Abascal, como Aznar, entiende que España es lo que la especulación financiera diga que es. ¿Y qué es España? En serio lectores ¿Qué es? Trump y Abascal cargan contra el aborto, defienden la bandera y medio dicen cualquier cosa que le guste a su base conservadora. Trump prostituyó el concepto de América para reducirlo a una frase pegajosa que pueda ser utilizada en un reality; quiere rating, números, un culto a su personalidad. Le importa un carajo la sangre y por lo tanto el espíritu de lo que su pueblo representa. Abascal tiene menos plata y no creo que una actriz porno vaya a presumir en televisión nacional que se lo folló. Pero, guardando las proporciones, quiere vender un espectáculo, ser el que ame más a España, el que más bese el escudo, el que más toreo ve, que importa si para él un español puede ser cualquiera, así se parezca a Shaka Zulú.

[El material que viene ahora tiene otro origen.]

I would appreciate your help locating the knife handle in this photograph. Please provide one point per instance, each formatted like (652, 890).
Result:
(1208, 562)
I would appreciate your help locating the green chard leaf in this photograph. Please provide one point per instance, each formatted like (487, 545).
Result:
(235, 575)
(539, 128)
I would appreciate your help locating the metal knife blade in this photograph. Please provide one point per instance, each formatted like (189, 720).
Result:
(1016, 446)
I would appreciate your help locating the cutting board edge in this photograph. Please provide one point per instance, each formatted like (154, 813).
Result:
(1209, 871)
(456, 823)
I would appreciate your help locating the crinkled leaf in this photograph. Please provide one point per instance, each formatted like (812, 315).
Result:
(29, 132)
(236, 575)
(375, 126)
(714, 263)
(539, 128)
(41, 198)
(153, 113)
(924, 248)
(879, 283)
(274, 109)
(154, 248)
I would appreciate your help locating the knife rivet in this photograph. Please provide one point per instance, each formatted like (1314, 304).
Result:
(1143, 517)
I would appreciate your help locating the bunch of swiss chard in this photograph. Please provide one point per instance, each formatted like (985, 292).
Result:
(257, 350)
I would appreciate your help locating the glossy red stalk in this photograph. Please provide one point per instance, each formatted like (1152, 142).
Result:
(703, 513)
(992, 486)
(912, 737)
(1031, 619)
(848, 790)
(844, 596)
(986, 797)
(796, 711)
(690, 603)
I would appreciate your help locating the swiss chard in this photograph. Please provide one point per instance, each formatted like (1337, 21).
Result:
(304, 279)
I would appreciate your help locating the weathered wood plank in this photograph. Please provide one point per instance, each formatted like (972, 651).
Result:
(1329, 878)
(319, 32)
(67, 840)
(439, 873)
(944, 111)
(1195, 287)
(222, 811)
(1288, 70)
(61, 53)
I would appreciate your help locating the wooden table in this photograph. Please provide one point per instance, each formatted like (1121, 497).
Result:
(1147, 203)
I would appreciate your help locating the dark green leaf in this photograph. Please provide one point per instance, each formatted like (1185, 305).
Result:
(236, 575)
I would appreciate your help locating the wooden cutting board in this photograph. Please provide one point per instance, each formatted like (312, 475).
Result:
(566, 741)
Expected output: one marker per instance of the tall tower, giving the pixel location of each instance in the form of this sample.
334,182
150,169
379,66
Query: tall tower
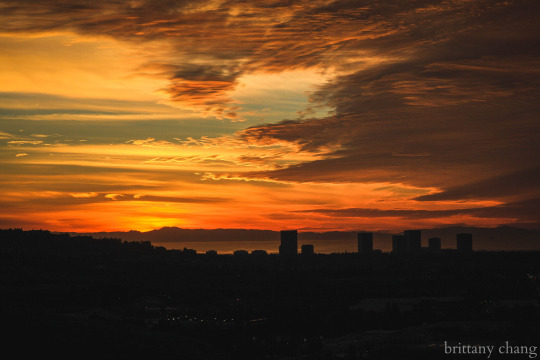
289,243
413,238
464,243
365,243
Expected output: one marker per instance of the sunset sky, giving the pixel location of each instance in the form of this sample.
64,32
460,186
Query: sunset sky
312,115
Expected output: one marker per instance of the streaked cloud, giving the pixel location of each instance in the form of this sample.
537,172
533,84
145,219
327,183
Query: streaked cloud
310,114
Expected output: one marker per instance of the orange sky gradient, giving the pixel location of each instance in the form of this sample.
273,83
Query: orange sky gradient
311,115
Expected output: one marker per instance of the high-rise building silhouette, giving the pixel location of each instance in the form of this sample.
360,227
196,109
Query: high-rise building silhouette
464,243
435,245
307,250
399,244
289,243
365,243
413,239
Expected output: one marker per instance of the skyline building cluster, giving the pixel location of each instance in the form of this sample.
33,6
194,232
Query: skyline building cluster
408,243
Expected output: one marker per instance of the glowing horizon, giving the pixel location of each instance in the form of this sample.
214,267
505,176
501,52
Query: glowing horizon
316,115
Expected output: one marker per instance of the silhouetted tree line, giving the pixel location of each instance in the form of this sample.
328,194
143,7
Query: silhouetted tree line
72,294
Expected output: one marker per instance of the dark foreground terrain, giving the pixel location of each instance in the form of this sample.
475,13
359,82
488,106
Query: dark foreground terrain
79,296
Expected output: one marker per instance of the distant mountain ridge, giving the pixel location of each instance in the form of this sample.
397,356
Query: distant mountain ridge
500,238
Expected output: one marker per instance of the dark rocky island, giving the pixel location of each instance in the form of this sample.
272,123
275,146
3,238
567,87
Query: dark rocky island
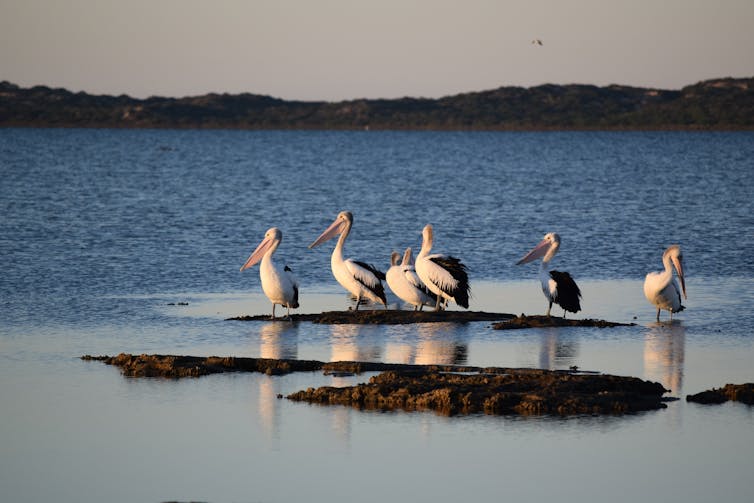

La trascendencia implica deshacerse de lo temporal. Dirán que en AD rajamos de VOX, pero no proponemos, que VOX es lo único que sirve en este momento, el mal menor. No es cierto, Óscar Bermán lleva años defendiendo a España en la Cataluña profunda; Josep Anglada creó PXC y después de que el sistema la destruyó, por ponerse peligrosa, hizo SOMI y, mi favorito, Democracia Nacional, lleva décadas defendiendo las propuestas cosméticas que VOX usa ahora y más importante aún, la sangre blanca, europea e ibérica del pueblo español. Los delfines no pueden construir represas como los castores, no importa que tan inteligentes sean. No importa que tan inteligentes sean los japoneses o fuertes los negros, sólo los españoles, es decir, los blancos descendientes de grecorromanos, iberos, celtas y visigodos, pueden construir España.

Vótenle a DN así sólo saque 1000 papeletas en toda España, vótenle así sea para Eurovisión o Miss Universo. Es irrelevante si son derrotados una y mil veces, lo que ha de durar una eternidad debe tardar una eternidad en construirse. España no existe por la mesa del Congreso, ni por la polémica del telediario.

España es la materialización de una sangre cuya esencia es creer que el amor no engendra cobardes y que escoge para su propia gloria la senda más angosta y difícil. Una bandera, es un símbolo que representa la transversalidad de una cosmovisión, puede ser la cruz de borgoña o la rojigualda, es irrelevante, siempre y cuando el que la porte vea en ella, sienta en ella, la conexión inquebrantable que le une con todos los que le precedieron y los que están por nacer. Mientras ese sea el arquetipo que impulse a un individuo, será sin duda alguna el Quijote de la Mancha. Si lo único que entiende de su sangre es rendirle culto a una forma, agitando una bandera porque sí, es Torrente.